The foundation stone was laid in 1220 and consecrated in 1258 but the cathedral isn’t far from the ruins of an Iron Age settlement, later Roman fort and then a Norman town known as Old Sarum where an earlier cathedral once stood. The stones of that cathedral were used to build an English Gothic architectural wonder where we stood among the others gazing upward at the vaulting supporting the building. Most extraordinary are the curving scissors arches leaping into the air where the nave and arms meet to form the traditional shape of a cross. The mason, Master Nicholas of Ely, who designed and oversaw the workers didn’t need computer programs – his architectural vision and skill was in his brilliant mind and hands.

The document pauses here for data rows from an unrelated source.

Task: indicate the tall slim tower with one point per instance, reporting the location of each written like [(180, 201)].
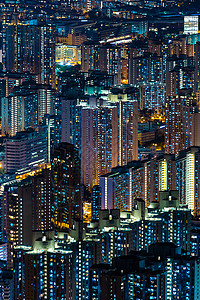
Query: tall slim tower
[(66, 185)]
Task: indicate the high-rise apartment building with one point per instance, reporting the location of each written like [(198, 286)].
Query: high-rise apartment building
[(30, 48), (66, 185), (25, 150), (104, 131), (26, 107)]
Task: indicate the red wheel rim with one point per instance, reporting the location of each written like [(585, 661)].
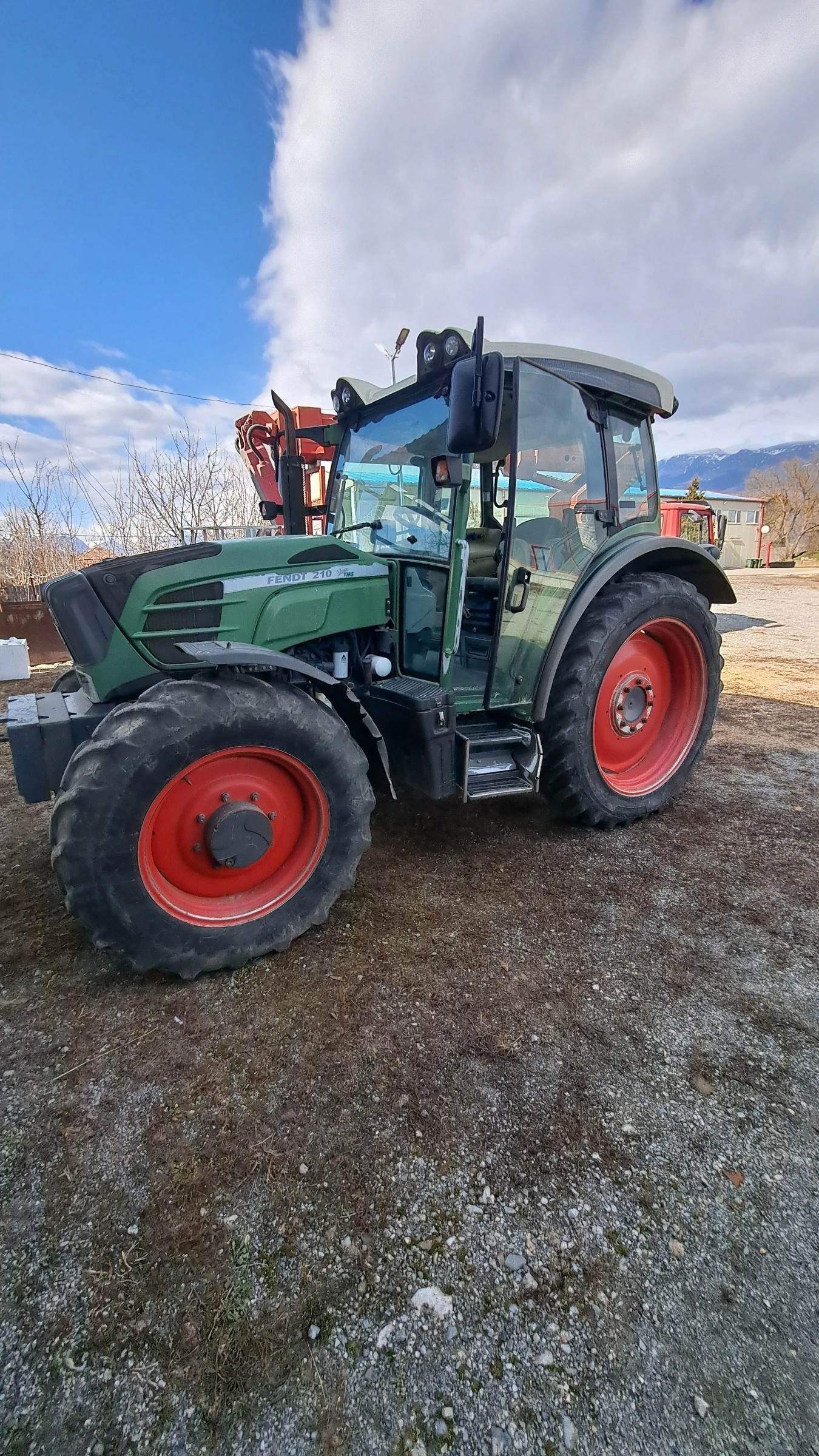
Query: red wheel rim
[(187, 883), (650, 707)]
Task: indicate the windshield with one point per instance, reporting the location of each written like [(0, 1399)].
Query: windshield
[(385, 474)]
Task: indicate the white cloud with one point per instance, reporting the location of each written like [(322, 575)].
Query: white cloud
[(41, 408), (103, 348), (637, 177)]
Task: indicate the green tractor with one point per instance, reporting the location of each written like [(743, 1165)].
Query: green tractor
[(491, 610)]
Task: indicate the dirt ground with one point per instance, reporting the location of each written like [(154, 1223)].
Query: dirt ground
[(562, 1087), (771, 635)]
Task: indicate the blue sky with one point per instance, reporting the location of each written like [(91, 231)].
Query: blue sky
[(135, 158), (633, 177)]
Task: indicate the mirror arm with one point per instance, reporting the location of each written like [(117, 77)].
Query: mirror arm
[(479, 347)]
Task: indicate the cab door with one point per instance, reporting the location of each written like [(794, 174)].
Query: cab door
[(557, 517)]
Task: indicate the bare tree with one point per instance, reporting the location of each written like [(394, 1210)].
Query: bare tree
[(183, 494), (38, 530), (792, 504)]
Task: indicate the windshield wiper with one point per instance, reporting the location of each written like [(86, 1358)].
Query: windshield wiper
[(359, 526)]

The discussion over a sandwich of crusty country bread filled with cheddar and diving Wiltshire ham washed down with local ale, centered on what to see next. Stonehenge is jammed, Avebury sounded interesting, but where I’d long to go for years was Wells. Our driver blanched when he thought I said Wales but after convincing him that wasn’t the case, we headed cross country to the small town set in the rolling Mendip hills deep in Somerset. And there I found my transcendent experience: The thin space where sacred and profane meet.

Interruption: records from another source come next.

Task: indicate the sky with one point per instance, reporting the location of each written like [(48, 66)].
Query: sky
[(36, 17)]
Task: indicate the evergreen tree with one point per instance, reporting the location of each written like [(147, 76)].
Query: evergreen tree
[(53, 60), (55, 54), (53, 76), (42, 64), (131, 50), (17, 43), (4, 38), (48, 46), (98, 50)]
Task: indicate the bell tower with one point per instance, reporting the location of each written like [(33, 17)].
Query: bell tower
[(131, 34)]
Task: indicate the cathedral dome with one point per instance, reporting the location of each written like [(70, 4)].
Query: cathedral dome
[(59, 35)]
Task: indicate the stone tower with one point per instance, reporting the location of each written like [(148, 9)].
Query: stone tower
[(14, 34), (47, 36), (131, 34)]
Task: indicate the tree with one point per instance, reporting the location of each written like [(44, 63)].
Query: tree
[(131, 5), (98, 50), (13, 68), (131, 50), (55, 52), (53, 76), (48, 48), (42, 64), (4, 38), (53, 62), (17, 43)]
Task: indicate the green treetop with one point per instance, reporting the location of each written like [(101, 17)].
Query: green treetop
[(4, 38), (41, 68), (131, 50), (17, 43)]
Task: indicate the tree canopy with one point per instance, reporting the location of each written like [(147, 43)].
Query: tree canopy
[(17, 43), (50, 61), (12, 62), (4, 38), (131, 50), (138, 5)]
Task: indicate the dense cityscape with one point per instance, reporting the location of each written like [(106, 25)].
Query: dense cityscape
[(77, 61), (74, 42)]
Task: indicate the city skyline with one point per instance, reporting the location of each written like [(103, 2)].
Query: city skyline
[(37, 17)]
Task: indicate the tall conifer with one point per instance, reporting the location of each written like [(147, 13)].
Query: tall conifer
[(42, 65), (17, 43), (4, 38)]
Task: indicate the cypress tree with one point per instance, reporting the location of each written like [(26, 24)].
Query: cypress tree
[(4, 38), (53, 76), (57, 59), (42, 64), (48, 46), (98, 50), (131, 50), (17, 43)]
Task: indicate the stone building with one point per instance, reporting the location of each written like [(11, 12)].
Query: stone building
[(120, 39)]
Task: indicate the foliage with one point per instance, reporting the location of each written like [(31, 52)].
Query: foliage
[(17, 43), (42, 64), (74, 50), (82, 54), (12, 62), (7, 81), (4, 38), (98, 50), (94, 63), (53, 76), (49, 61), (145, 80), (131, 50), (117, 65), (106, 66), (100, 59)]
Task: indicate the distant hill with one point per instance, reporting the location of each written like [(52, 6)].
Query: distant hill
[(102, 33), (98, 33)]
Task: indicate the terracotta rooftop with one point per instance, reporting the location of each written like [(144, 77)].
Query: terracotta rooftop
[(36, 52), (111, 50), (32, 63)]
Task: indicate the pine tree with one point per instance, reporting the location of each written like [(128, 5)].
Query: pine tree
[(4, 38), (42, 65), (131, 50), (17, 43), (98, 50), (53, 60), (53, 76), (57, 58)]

The small town of Wells is without railroad or freeway connections and therefore lacks day-trippers. It exudes a sense of peace because the center of life is the magnificent Gothic cathedral. The first known settlement was around a holy well in Late Roman times: 400 – 600 AD, a time when the Roman Empire had collapsed and England was a conglomeration of small Saxon kingdoms. The King of Wessex gave land for a church to a bishop in 705. The small church became a cathedral in 909. The foundation for the current masterpiece, the first Gothic-style church with its pointed arches and abundance of stained-glass windows in England, was laid in 1175 but the building wasn’t completed until 1508, a testament to the power of faith to persevere.

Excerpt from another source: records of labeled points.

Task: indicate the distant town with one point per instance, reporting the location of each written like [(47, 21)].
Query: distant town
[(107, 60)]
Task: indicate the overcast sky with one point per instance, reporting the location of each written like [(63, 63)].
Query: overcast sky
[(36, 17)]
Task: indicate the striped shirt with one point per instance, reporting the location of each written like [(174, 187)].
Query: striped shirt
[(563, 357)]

Visitors were few and quiet allowing us to wander at will and to contemplate the structure in a hushed atmosphere. Time stood still, or even ran backward. The entrance to the nave made me think that the ribbing on the ceiling was like looking into the insides of a fish or whale—a view Jonah might have seen. But again, it was the scissors arches that captured my awe. How could have William Joy, the master mason in 1338, known that to brace the central tower he needed to build magnificent swoops of stone on three sides of each of the four pillars? They were a divine inspiration.
Time slowed as we wandered the vast space, contemplating the beautiful Nave, Lady Chapel, Cloisters, and the substantial area behind the main altar called the Quire and Retroquire. The lower part of the beautiful windows are a simple jumble of glass – the remnants of the biblical scenes smashed in a time of religious strife in the 17th century.
But we returned repeatedly to the arches to wonder at their perfection and to imagine the candle-lit processions with Choristers chanting and singing as they still do.
All was silent as I imagined Evensong in my mind’s eye.
Around the sides are seats where the Canons, who managed the church and its business affairs, sat under their name; their assistants, the Vicars, sat at their feet. In the center of the room is a pillar with 32 vaulted ribs springing from it as if it were a fountain.
The windows are mostly clear glass as the originals were smashed in the 17thcentury as they had been in the main church. We crept carefully down the stairs that that resembled a gush of cascading water imagining how many Canons and Vicars must have lost their balance and fallen to their deaths as they descended in flickering candlelight.
We paused for reflection in an ancient graveyard
before strolling in the lovely quintessentially English Vicar’s Close, a stone-paved street connected to the church by an overpass called the Chain Bridge. The street is lined with about twenty lovely homes and gardens, originally built in 1348, and still occupied by fortunate cathedral staff such as the Organist and choir master. Although I have no doubt the interiors of the homes are modern and have high-speed internet, the exterior of the Close is an English dream encapsulating everything magical about English villages.
Too soon, it was time to leave.
We headed east back to London, stopping along the way to allow a herd of cows heading for their own barn. Traffic stops at milking time in the countryside. But as we approached London the present day took over and the conversation returned to the subject on everyone’s mind: Brexit and what the future held.